Cour administrative d'appel de Marseille — Décision N° CAA13-22MA01817

vendredi 26 janvier 2024

JuridictionCour administrative d'appel de Marseille
SectionCour administrative d'appel de Marseille
N° DossierCAA13-22MA01817
TypeDécision
Recoursplein contentieux
PublicationC
Formation2ème chambre - formation à 3

Texte intégral

Vu la procédure suivante :

Procédure contentieuse antérieure :

La société civile immobilière et forestière du domaine des Charles a demandé au tribunal administratif de Toulon de prononcer la décharge des rappels de taxe sur la valeur ajoutée mis à sa charge au titre de la période du 1er janvier 2016 au 31 décembre 2016, des cotisations supplémentaires d'impôt sur les sociétés auxquelles elle a été assujettie au titre des exercices 2015 et 2016 et de la retenue à la source à laquelle elle a été assujettie au titre de l'année 2016.

Par un jugement n° 1901037 du 9 mai 2022, le tribunal administratif de Toulon a rejeté sa demande.

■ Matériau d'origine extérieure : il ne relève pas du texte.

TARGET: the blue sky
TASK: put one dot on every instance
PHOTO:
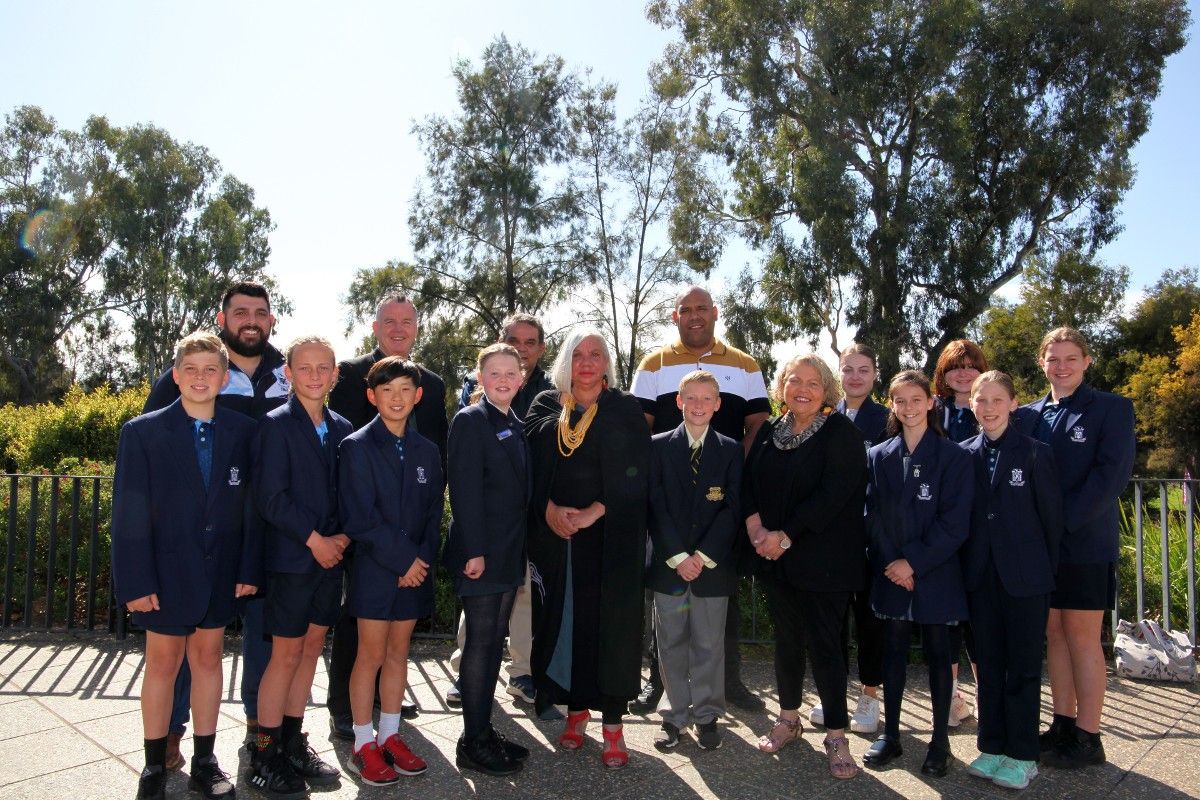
(312, 104)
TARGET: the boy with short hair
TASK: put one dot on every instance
(295, 486)
(390, 494)
(695, 480)
(183, 552)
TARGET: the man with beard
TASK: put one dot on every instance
(744, 407)
(256, 386)
(395, 329)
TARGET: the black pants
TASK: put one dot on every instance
(935, 639)
(809, 621)
(1009, 660)
(487, 625)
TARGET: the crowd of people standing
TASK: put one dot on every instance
(305, 495)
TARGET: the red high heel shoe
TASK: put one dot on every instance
(615, 753)
(573, 735)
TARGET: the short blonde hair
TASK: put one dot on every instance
(700, 377)
(1065, 334)
(829, 385)
(201, 342)
(561, 373)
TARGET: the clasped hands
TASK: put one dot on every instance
(900, 573)
(567, 521)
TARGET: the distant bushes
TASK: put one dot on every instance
(84, 426)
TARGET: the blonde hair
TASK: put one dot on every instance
(201, 342)
(829, 385)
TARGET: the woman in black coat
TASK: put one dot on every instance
(591, 452)
(803, 497)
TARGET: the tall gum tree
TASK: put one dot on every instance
(916, 151)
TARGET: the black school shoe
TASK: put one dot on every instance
(271, 773)
(1083, 749)
(307, 764)
(937, 763)
(209, 780)
(151, 783)
(883, 751)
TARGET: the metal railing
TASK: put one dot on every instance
(57, 558)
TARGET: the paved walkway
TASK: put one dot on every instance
(70, 727)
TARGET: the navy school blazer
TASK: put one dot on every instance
(393, 512)
(871, 419)
(1017, 516)
(171, 535)
(487, 469)
(689, 516)
(1093, 449)
(295, 485)
(923, 518)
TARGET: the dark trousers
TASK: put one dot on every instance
(809, 623)
(1009, 660)
(487, 625)
(935, 639)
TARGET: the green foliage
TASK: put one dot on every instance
(917, 152)
(85, 426)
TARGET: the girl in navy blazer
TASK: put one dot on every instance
(487, 467)
(390, 495)
(918, 506)
(1092, 437)
(1008, 564)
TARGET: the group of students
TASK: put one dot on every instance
(207, 505)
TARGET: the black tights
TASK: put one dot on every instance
(936, 643)
(487, 624)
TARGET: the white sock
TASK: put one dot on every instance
(389, 723)
(364, 734)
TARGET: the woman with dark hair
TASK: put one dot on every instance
(802, 498)
(589, 450)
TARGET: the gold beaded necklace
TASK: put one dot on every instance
(569, 439)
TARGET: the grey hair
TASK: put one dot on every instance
(561, 373)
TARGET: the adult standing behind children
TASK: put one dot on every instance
(396, 326)
(744, 405)
(256, 386)
(489, 481)
(526, 335)
(1092, 437)
(183, 553)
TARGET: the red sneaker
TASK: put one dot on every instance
(370, 764)
(402, 759)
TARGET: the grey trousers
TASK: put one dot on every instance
(690, 633)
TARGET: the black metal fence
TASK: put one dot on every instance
(57, 559)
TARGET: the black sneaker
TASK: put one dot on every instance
(307, 764)
(742, 697)
(270, 773)
(151, 783)
(647, 701)
(708, 735)
(667, 737)
(209, 780)
(1083, 749)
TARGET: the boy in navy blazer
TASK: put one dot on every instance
(295, 485)
(390, 495)
(1092, 437)
(1008, 567)
(695, 477)
(184, 549)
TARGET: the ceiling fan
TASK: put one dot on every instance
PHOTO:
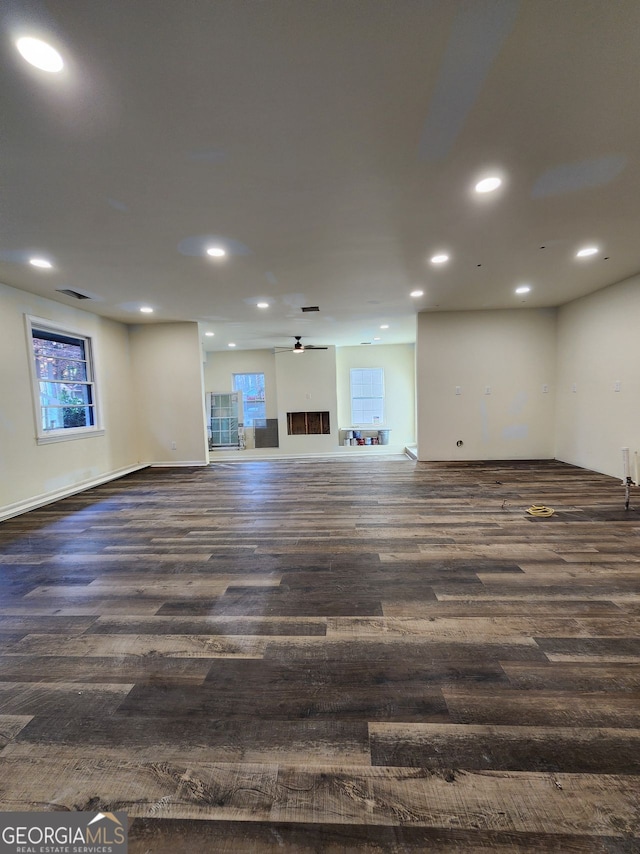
(299, 347)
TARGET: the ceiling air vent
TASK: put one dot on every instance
(69, 293)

Procédure devant la cour :

Par une requête et un mémoire, enregistrés les 28 juin 2022 et 17 février 2023, la société civile immobilière et forestière du domaine des Charles, représentée par Me Villalard, demande à la cour :

1°) d'annuler le jugement du tribunal administratif de Toulon du 9 mai 2022 ;

2°) de prononcer la décharge des rappels de taxe sur la valeur ajoutée mis à sa charge au titre de la période du 1er janvier 2016 au 31 décembre 2016, des cotisations supplémentaires d'impôt sur les sociétés auxquelles elle a été assujettie au titre des exercices 2015 et 2016 et de la retenue à la source à laquelle elle a été assujettie au titre de l'année 2016, ainsi que des pénalités correspondantes ;

3°) de mettre à la charge de l'Etat la somme de 30 000 euros au titre de l'article L. 761-1 du code de justice administrative.

Elle soutient que :

- le rapporteur public n'a pas répondu aux moyens invoqués dans ses écritures ;

- les principaux moyens invoqués dans ses écritures ont été éludés par le tribunal ;

- elle constitue une société civile immobilière d'attribution, voire de gestion, et la vente de lots ne figure pas parmi ses statuts, alors que ces derniers prévoient l'attribution en jouissance des lots aux associés ;

- la division en lots n'est pas constitutive d'une intention spéculative et d'une activité commerciale dès lors que le terrain n'a pas été acquis en vue de sa revente en lots ; le lot n° 145, cédé le 12 août 2016, lui appartenait depuis 56 ans ; lors de la vente de ce lot, aucune autre cession n'avait été réalisée depuis 9 ans ; le projet de construction de 150 maisons individuelles a été abandonné ;

- elle ne réalise pas de manière habituelle des opérations de revente de biens immobiliers ;

- la proposition de rectification, la décision de rejet de sa réclamation et les écritures en défense révèlent un raisonnement erroné de l'administration fiscale ;

- elle est fondée à se prévaloir de l'instruction BOFIP-BIC-CHAMP-20-10-10 dans sa version publiée le 4 janvier 2017 ;

Par un mémoire en défense, enregistré le 8 décembre 2022, le ministre de l'économie, des finances et de la souveraineté industrielle et numérique et le ministre délégué chargé des comptes publics concluent au rejet de la requête.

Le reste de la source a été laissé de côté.